布団に入っても頭が冴えて眠れない、スマホを見ていたら気づけば1時間経っていた——そんな夜、ありませんか。
実は寝つきの良し悪しは、寝る直前の行動だけでなく、就寝前90分の過ごし方で大きく変わると言われています。
この記事では、入浴・照明・スマホという3つのポイントを、就寝前からの時間軸に沿って具体的に整理しました。

⏱ 30秒でわかる

  • 入浴は就寝90〜120分前がねらい目
  • 照明は就寝前に暖色系・薄暗めへ
  • スマホ・PCは就寝30分前には手放す

こんな人におすすめ

  • 布団に入ってもなかなか寝つけない人
  • 寝る前についスマホを見てしまう人
  • 夜の過ごし方を具体的に知りたい人

それでは、就寝前90分からの流れを順番に見ていきましょう。

ネムミンちゃん
ネムミンちゃん

ネムミン、そっと登場。今日も一緒に考えていこう。

😴 布団に入ってもなかなか寝つけない夜、ありませんか

「疲れているはずなのに、目が冴えて眠れない」。そんな経験がある人は少なくないと思います。
寝つきの悪さは、実は寝る直前だけの問題ではなく、その前の90分にどう過ごしていたかが関係していると言われています🌙。

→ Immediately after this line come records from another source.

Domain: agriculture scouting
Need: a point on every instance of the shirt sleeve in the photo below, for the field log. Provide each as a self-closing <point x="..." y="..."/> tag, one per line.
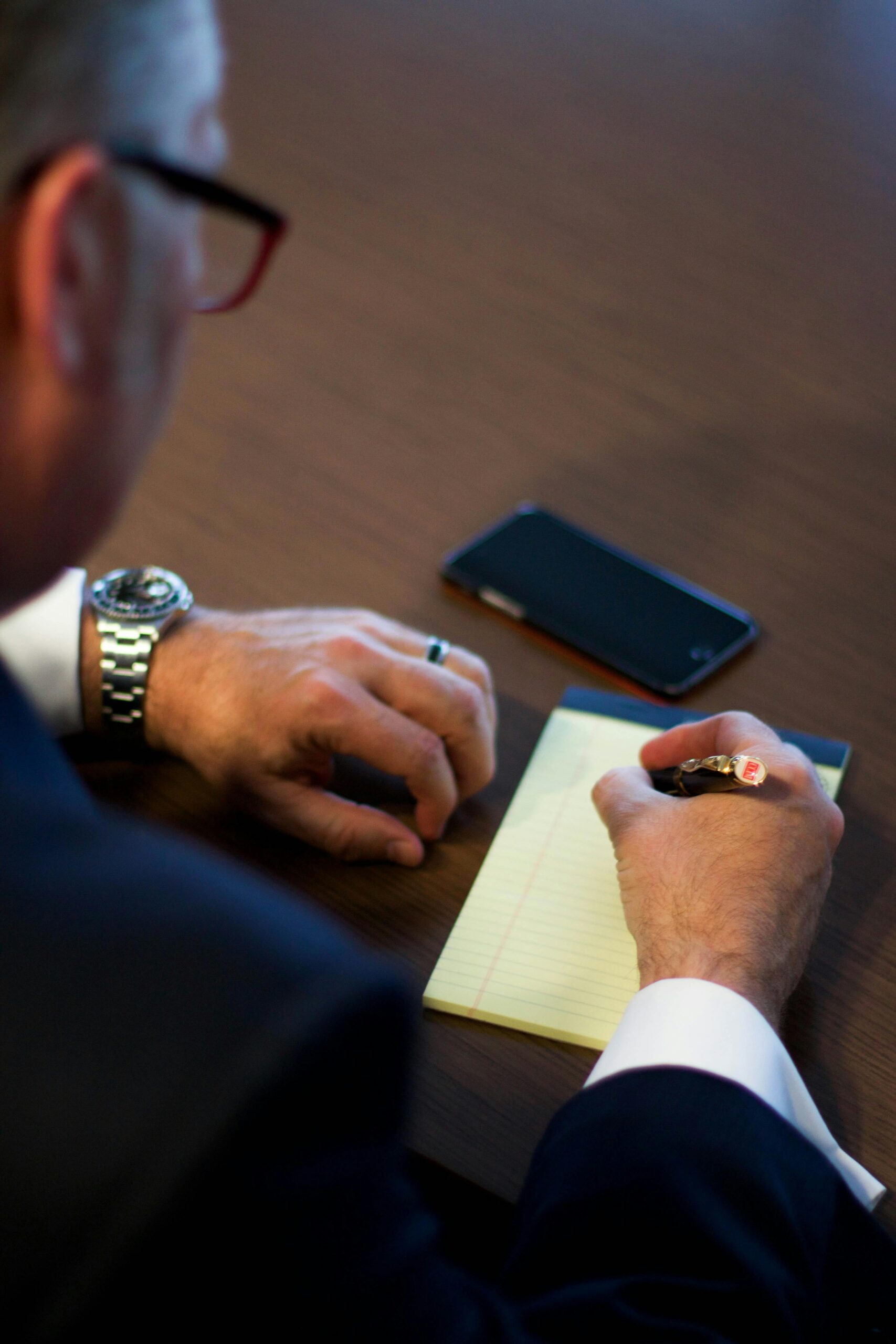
<point x="699" y="1025"/>
<point x="41" y="644"/>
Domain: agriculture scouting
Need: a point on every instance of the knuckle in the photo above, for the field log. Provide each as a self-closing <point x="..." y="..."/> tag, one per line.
<point x="344" y="647"/>
<point x="324" y="695"/>
<point x="368" y="623"/>
<point x="429" y="753"/>
<point x="469" y="702"/>
<point x="343" y="843"/>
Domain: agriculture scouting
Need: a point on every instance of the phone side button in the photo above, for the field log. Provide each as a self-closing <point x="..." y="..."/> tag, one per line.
<point x="503" y="604"/>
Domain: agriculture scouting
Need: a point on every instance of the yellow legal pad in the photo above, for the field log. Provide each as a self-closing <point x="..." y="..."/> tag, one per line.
<point x="542" y="942"/>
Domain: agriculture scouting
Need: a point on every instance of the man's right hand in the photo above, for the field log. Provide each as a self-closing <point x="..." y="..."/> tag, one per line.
<point x="729" y="886"/>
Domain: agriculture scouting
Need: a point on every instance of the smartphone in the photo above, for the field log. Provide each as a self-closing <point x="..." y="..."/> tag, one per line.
<point x="645" y="623"/>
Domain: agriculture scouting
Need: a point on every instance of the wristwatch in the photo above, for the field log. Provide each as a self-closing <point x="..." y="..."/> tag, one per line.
<point x="133" y="609"/>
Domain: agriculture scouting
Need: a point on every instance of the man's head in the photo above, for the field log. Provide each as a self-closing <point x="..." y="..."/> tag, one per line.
<point x="99" y="264"/>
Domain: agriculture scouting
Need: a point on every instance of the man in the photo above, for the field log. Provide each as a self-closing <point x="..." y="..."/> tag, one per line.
<point x="201" y="1081"/>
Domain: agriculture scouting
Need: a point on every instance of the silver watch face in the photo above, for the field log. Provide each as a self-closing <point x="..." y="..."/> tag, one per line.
<point x="147" y="594"/>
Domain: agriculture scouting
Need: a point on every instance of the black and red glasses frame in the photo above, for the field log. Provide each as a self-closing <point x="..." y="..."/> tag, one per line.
<point x="208" y="191"/>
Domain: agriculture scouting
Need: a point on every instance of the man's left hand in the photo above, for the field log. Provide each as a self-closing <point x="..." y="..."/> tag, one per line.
<point x="261" y="702"/>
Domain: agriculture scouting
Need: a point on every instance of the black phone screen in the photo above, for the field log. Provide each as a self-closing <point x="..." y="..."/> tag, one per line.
<point x="641" y="620"/>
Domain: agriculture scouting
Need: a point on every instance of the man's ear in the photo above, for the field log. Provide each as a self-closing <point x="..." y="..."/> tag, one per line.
<point x="61" y="258"/>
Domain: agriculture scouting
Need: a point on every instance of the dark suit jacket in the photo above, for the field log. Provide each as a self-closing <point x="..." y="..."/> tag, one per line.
<point x="202" y="1088"/>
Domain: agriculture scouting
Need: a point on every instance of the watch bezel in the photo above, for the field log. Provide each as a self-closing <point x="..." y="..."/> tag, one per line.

体温・光・情報という3つの刺激が、脳を「まだ活動する時間だ」と勘違いさせてしまうことがあるようです。
逆に言えば、この3つを整えるだけで、寝つきやすさが変わってくる可能性があります。

NEVORAポイント

「寝る前に何をやめるか」より「寝る前90分をどう組み立てるか」で考えると、無理なく続けやすくなります。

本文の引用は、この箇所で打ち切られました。